Das eigentliche Problem ist weit mehr als nur eine künstliche Stimme, die klingt wie ein Mensch. „Viel wichtiger ist ja nicht meine Stimmfarbe, sondern meine Stimmführung“, so die ausgebildete Schauspielerin. Diese Stimmführung ist die sehr individuelle Art, wie Pausen gesetzt und Emotionen oder Ironie ausgedrückt werden. Das sei das eigentliche Handwerk und das „Gold“, das die Profis mit ihren Stimmen produzieren. Genau diese Fähigkeit soll nun von KI-Systemen erlernt werden.
Handwerk und tiefe Emotionen
Für die Synchronsprecherin geht es genau um diese hochpersönlichen und tief menschlichen Emotionen. „Wir haben einen Beruf, den wir dadurch verbessern, dass wir leben und empfinden und lieben und hassen und traurig sind und leiden und all das im Idealfall in unsere Arbeit einfließen lassen“, erklärt Lumpe. Die Stimme sei wie eine Handpuppe: „An sich macht die erstmal gar nichts. Die Hand in der Puppe, das ist das, worum es geht.“
Die Unternehmen wissen laut Lumpe, dass sie rechtliche Probleme bekommen, wenn sie eine Stimme direkt kopieren. Doch die Rechtslage wird kompliziert, wenn Stimmen zum Training verwendet werden, ohne dass die Kopie nachweisbar ist. „Die Haltung dahinter ist, wenn das Opfer es nicht beweisen kann, ist es eben nicht passiert“, kritisiert die Verbandsvorsitzende.
Systematisches Training mit Online-Inhalten
Die KI-Trainingsklausel ist in Netflix-Verträgen nach wie vor enthalten, und es gab bisher keine Gespräche über eine Änderung. Doch das Problem reicht weit über Netflix hinaus.
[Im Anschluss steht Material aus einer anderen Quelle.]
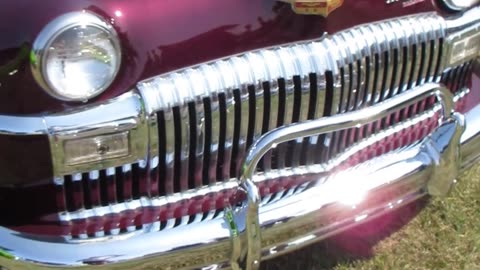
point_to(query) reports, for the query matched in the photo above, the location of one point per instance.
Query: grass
(435, 233)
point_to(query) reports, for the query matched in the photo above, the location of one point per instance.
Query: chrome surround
(456, 7)
(246, 234)
(122, 114)
(56, 27)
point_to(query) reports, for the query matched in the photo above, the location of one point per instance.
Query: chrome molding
(248, 233)
(245, 234)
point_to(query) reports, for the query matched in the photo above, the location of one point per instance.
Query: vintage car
(166, 134)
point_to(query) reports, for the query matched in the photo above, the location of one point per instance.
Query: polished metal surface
(459, 5)
(56, 28)
(284, 225)
(191, 129)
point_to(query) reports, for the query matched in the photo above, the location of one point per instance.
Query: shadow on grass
(352, 245)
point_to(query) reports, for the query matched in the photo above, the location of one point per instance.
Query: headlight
(458, 5)
(76, 56)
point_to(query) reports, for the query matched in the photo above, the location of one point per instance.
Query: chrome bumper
(249, 233)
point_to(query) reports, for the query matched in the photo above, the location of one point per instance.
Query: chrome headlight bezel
(51, 32)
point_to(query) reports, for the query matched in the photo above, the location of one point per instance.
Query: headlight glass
(460, 4)
(76, 56)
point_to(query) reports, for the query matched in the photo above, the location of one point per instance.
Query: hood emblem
(314, 7)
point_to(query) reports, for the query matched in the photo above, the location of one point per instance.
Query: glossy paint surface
(163, 35)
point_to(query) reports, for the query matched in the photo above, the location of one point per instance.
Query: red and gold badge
(314, 7)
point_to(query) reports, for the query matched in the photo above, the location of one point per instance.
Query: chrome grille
(203, 118)
(208, 115)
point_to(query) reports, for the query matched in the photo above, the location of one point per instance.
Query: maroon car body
(157, 37)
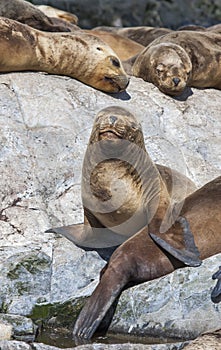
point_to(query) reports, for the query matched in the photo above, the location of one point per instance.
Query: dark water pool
(63, 339)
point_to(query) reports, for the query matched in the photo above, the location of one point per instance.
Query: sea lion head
(104, 70)
(166, 65)
(115, 124)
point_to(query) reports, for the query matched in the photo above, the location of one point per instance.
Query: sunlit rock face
(45, 126)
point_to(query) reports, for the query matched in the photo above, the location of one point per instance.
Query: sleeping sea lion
(57, 13)
(78, 55)
(142, 35)
(122, 189)
(123, 47)
(24, 12)
(216, 292)
(180, 59)
(146, 255)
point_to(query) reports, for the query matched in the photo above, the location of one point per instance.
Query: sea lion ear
(188, 254)
(160, 67)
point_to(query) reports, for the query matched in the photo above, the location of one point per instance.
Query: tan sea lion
(142, 35)
(123, 47)
(180, 59)
(145, 257)
(216, 292)
(57, 13)
(80, 56)
(216, 28)
(24, 12)
(122, 189)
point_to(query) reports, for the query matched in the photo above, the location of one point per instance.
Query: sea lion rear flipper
(216, 292)
(102, 299)
(189, 255)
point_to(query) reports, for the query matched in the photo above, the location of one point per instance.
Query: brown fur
(142, 35)
(80, 56)
(24, 12)
(123, 47)
(139, 259)
(57, 13)
(122, 189)
(180, 59)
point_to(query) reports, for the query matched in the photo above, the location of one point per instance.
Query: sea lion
(180, 59)
(57, 13)
(216, 28)
(145, 256)
(80, 56)
(216, 292)
(24, 12)
(142, 35)
(122, 189)
(123, 47)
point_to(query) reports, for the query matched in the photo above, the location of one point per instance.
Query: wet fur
(140, 259)
(198, 66)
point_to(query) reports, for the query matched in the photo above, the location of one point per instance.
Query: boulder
(45, 126)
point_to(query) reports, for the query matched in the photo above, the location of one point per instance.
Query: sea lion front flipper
(189, 254)
(216, 292)
(75, 234)
(87, 237)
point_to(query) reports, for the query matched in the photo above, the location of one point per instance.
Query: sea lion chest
(116, 197)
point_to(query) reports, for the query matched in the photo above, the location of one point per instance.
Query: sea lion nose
(176, 81)
(112, 119)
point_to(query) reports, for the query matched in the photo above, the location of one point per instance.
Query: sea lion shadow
(185, 94)
(123, 95)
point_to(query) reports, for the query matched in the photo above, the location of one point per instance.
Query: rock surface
(163, 13)
(45, 125)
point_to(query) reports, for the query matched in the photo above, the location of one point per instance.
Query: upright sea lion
(80, 56)
(180, 59)
(145, 257)
(123, 47)
(142, 35)
(122, 189)
(216, 292)
(24, 12)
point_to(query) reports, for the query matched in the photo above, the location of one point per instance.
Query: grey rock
(15, 345)
(45, 126)
(5, 330)
(172, 305)
(22, 328)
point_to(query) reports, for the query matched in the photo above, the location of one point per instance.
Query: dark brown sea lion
(78, 55)
(123, 47)
(145, 256)
(216, 292)
(142, 35)
(24, 12)
(122, 189)
(180, 59)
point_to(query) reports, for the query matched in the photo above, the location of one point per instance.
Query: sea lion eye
(160, 68)
(115, 62)
(133, 126)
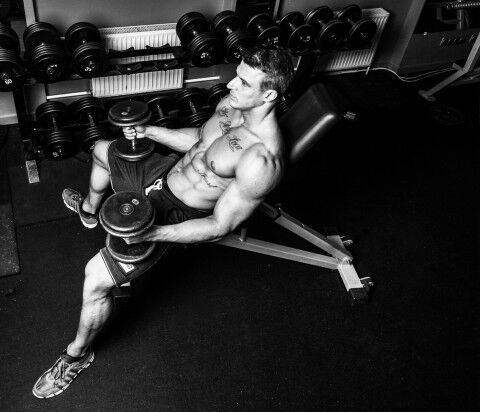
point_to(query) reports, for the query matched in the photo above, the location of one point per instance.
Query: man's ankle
(86, 207)
(75, 353)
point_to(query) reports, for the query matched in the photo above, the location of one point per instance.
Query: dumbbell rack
(30, 150)
(307, 64)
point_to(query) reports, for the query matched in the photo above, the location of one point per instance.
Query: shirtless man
(230, 164)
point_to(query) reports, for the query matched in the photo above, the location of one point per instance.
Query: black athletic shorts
(148, 174)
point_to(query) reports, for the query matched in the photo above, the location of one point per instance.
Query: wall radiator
(122, 38)
(355, 59)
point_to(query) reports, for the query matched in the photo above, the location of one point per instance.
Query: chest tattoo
(205, 178)
(233, 142)
(225, 126)
(224, 111)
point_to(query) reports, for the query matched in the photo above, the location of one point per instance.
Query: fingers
(132, 132)
(148, 235)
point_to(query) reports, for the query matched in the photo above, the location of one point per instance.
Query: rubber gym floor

Ein Google-Vertreter habe ihr bestätigt, dass YouTube generell zum KI-Training genutzt werde, erzählt Lumpe. Der Verband stellt seinen Mitgliedern eine KI-Ausschlussklausel zur Verfügung. Nicht-amerikanische Unternehmen seien laut Lumpe meist bereit, diese in Verträge aufzunehmen. US-Unternehmen hingegen verweigerten das in der Regel. „Und das bedeutet, dass sie unserer Auffassung nach trainieren.“
Empfohlener redaktioneller Inhalt
Mit Ihrer Zustimmung wird hier ein externer Podcast (Podigee GmbH) geladen.
Viele bekannte Stimmen verweigern deshalb die Zusammenarbeit mit Netflix. Stars wie Jason Momoa, Jennifer Lopez oder Russel Crowe werden darum in aktuellen Produktionen für uns fremd klingen. Für Lumpe ist die Auseinandersetzung über menschliche Stimmen eine Grundsatzfrage. Schließlich könnten nur Menschen ihre Stimmen mit Leben füllen. Die leblose KI profitiert davon und schafft etwas, das irgendwie „halt gut genug“ ist. Aber, so betont die Sprecherin, „unsere Haltung sollte nicht sein, wie viel muss ich machen, dass es reicht. Ich finde, das Leben sollte nicht ‚gut genug‘ sein, sondern es muss richtig gut sein“.